Hardware Verification

WAVE’s correctness claim rests on end-to-end hardware verification: a single WAVE binary is compiled to each vendor’s native GPU instruction format and executed on real hardware, and the output is compared against a known-correct reference.

Verification Results

Vendor	GPU	Architecture	Native Target	Status	Output
Apple	M4 Pro	Apple GPU (Unified)	Metal IR	Verified	`c[i] = 3i`
NVIDIA	T4	Turing	PTX	Verified	`c[i] = 3i`
AMD	MI300X	CDNA 3	GCN ISA	Verified	`c[i] = 3i`
Intel	(pending)	Xe	(pending)	Pending	-

All verified GPUs produce identical output for the same input binary.

Test Kernel: `vector_add`

The verification kernel is a straightforward vector addition:

// Pseudocode
kernel vector_add(a: &[f32], b: &[f32], c: &mut [f32]) {
    let i = global_thread_id();
    c[i] = a[i] + b[i];
}

The input buffers are initialized so that a[i] = i and b[i] = 2i for every element.

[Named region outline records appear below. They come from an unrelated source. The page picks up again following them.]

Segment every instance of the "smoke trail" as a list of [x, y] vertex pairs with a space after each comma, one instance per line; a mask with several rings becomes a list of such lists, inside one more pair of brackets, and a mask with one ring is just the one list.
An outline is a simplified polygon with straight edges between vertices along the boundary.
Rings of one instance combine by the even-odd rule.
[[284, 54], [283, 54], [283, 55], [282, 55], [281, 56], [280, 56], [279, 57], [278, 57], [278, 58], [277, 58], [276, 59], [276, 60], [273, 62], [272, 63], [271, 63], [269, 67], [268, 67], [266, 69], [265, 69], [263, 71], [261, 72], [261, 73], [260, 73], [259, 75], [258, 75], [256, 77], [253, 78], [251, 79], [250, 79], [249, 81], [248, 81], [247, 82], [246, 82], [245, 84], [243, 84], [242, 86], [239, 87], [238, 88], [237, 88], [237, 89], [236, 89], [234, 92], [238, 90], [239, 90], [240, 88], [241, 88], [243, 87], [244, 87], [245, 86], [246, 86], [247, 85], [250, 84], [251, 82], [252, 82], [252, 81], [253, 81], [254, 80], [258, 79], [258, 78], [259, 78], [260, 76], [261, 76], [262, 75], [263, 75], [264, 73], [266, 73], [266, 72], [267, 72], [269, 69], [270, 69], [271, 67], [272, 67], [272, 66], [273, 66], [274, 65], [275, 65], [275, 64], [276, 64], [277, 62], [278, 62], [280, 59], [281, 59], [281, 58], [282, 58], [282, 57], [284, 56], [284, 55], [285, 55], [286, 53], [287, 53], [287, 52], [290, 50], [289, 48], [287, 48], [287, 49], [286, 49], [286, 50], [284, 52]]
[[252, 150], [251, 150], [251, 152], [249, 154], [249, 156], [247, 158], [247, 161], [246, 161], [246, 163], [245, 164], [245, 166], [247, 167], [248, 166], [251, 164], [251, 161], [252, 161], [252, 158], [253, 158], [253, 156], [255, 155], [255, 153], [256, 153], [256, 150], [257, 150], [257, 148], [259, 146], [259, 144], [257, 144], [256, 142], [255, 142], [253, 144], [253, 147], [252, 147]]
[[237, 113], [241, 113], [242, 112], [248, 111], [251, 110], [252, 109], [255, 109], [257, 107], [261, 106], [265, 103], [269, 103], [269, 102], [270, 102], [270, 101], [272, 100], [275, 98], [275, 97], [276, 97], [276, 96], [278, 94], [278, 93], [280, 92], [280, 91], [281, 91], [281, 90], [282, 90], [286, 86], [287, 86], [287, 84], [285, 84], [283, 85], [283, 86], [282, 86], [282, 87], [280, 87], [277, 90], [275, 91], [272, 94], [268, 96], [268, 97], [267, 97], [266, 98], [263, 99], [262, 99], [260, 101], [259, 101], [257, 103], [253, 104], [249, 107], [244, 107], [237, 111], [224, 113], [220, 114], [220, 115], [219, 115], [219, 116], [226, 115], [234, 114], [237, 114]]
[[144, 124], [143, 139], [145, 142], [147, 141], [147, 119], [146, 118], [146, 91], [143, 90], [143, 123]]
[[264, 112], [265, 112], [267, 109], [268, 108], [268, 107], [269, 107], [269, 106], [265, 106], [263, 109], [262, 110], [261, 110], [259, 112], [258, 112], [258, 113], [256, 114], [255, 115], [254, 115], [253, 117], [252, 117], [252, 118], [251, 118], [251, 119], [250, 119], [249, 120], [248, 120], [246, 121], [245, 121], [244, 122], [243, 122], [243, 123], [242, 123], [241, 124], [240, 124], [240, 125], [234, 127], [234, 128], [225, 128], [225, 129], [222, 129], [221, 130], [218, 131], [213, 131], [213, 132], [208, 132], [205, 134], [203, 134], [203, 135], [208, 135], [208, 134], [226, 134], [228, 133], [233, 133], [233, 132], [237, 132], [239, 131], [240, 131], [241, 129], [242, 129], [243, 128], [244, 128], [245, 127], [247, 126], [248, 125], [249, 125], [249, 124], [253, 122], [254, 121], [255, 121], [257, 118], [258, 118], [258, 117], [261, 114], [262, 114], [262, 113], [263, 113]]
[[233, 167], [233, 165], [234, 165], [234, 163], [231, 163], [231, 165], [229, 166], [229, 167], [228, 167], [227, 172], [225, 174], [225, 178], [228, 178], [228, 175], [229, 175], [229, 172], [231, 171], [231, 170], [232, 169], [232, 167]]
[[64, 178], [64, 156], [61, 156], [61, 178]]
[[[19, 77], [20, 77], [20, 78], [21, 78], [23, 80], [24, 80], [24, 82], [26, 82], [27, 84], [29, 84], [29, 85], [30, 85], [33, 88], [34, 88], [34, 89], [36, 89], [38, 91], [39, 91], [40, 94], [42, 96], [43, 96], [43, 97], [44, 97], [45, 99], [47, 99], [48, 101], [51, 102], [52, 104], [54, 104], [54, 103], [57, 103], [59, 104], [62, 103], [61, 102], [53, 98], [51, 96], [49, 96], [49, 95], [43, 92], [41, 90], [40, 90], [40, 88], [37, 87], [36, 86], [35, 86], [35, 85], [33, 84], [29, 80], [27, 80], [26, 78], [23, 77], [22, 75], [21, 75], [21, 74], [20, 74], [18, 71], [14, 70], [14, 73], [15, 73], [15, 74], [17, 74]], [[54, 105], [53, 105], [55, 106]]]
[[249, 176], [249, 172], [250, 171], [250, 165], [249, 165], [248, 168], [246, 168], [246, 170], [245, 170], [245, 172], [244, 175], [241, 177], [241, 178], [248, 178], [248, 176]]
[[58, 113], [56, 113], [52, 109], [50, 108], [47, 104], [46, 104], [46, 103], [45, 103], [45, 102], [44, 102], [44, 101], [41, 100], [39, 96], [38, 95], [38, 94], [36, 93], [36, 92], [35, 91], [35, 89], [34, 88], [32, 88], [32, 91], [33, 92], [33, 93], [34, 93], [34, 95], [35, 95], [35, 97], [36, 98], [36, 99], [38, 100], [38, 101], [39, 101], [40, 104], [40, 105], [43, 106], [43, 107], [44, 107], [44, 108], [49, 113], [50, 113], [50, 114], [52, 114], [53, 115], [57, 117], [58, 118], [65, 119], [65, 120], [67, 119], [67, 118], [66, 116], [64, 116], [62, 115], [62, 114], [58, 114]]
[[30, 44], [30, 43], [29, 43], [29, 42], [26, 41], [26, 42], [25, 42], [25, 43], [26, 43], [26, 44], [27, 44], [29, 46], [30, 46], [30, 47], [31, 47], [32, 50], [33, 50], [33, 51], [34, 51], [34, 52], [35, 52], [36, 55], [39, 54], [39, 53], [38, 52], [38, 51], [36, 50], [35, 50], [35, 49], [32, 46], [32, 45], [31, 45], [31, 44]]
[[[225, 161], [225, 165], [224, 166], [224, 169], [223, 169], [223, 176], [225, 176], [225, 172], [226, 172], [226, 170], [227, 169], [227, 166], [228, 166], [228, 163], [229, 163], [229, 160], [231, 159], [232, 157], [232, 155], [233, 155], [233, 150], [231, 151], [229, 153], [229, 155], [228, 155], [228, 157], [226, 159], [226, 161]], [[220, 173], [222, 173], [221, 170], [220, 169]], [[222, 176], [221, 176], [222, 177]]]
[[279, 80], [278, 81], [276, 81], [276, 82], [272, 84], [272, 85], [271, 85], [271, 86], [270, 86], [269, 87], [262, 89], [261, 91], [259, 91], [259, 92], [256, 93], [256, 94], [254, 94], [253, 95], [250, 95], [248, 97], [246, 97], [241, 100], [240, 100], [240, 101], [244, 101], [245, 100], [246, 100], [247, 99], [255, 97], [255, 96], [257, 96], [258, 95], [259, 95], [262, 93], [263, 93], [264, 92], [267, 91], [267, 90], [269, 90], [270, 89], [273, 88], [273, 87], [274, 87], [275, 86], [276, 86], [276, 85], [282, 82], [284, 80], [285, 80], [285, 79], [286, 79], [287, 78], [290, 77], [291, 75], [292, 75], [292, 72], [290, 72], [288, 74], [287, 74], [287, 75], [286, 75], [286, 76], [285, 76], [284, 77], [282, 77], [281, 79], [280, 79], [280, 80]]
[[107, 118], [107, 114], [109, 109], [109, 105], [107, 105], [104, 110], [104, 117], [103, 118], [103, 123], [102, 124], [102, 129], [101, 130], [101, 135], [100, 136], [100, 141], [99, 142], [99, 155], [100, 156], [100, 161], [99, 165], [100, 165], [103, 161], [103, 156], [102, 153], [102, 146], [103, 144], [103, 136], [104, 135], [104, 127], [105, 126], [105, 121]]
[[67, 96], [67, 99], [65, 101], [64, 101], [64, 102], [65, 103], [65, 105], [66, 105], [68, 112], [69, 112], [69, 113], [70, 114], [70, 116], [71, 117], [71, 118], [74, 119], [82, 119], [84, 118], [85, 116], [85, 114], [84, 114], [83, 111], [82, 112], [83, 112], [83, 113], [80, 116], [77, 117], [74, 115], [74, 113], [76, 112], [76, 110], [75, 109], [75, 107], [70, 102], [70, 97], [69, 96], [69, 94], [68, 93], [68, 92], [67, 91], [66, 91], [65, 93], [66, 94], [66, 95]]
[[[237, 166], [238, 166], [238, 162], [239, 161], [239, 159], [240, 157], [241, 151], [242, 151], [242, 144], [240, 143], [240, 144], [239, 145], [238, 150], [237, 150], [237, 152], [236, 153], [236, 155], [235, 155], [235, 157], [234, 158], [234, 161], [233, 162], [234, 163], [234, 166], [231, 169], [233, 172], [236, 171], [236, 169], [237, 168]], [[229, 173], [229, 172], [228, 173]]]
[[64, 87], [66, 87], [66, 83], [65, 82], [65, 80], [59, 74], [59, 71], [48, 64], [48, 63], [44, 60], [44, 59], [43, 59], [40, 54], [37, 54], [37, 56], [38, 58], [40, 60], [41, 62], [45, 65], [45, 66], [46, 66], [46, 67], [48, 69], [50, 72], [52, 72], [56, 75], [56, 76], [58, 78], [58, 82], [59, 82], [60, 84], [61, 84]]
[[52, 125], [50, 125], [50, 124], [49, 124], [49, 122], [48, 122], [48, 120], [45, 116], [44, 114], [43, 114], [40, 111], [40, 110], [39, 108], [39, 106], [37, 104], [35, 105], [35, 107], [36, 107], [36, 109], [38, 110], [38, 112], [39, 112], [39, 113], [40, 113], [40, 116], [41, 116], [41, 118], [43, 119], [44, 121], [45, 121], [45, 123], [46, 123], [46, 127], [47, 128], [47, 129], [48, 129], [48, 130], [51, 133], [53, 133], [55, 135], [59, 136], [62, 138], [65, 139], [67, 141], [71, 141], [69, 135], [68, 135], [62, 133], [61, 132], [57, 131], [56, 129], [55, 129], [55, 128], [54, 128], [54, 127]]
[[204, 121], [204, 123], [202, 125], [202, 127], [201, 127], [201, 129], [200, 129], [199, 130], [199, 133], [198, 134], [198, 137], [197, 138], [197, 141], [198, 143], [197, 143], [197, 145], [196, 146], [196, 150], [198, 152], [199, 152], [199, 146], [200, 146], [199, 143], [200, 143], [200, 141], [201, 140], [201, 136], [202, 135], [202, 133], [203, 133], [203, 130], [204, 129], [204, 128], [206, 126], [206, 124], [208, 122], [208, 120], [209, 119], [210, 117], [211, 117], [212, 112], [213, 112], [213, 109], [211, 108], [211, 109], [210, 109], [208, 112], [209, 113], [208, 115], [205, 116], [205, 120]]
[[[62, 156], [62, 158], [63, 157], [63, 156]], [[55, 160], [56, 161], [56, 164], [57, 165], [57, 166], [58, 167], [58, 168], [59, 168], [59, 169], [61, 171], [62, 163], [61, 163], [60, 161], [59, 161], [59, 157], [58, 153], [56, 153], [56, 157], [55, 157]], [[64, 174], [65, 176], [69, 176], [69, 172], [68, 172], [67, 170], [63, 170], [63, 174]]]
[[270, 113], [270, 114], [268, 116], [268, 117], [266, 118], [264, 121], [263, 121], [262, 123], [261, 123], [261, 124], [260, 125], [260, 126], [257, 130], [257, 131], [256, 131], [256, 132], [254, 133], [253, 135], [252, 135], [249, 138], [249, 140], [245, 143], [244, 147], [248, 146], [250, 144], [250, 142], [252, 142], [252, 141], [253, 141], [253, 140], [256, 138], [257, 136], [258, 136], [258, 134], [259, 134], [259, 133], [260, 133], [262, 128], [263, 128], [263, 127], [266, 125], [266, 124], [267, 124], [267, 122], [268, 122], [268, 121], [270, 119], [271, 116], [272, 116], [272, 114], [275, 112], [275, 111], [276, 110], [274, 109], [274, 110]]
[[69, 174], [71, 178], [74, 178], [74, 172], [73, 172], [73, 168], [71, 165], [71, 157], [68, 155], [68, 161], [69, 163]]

The expected output is therefore c[i] = 3i for all i.

This kernel exercises several of WAVE’s hardware-invariant primitive categories:

Device (Global) Memory - loads from a and b, store to c.
Floating-Point Arithmetic - the addition itself.
Thread Identification - mapping each thread to its global index.

Verification Methodology

Verification proceeds in four stages:

1. Compile

The WAVE binary for vector_add is compiled ahead of time by wave-compiler into each vendor’s native instruction format:

Apple: Metal IR, loaded via the Metal framework.
NVIDIA: PTX assembly, loaded via the CUDA Driver API.
AMD: GCN ISA binary, loaded via the ROCm/HIP runtime.

2. Dispatch

The host-side runtime (wave-runtime) allocates input and output buffers on the target GPU, uploads the input data (a[i] = i, b[i] = 2i), and dispatches the compiled kernel.

3. Readback

After the kernel completes, the runtime copies the output buffer c back to host memory.

4. Validate

Every element of the output buffer is compared against the reference value c[i] = 3i. Verification passes if and only if every element matches exactly. Floating-point equality is exact here because the inputs and expected outputs are all representable without rounding error in IEEE 754 single precision.

What “Verified” Means

A GPU is marked Verified when:

The vector_add WAVE binary compiles without error to the vendor’s native format.
The compiled kernel executes on real hardware (not an emulator or simulator).
The output buffer matches the reference output element-for-element.

Verification demonstrates that WAVE’s portable encoding, the compiler’s code generation for that target, and the runtime’s dispatch and memory management all function correctly end to end. It does not by itself constitute a performance benchmark or a guarantee of correctness for all possible kernels - it is a necessary baseline that confirms the toolchain works on real silicon.

Pending Verification

Intel Xe - WAVE includes a code generation path for Intel Xe GPUs, but hardware verification has not yet been performed. Contributions of verification results on Intel hardware are welcome. See the Contributing page for details.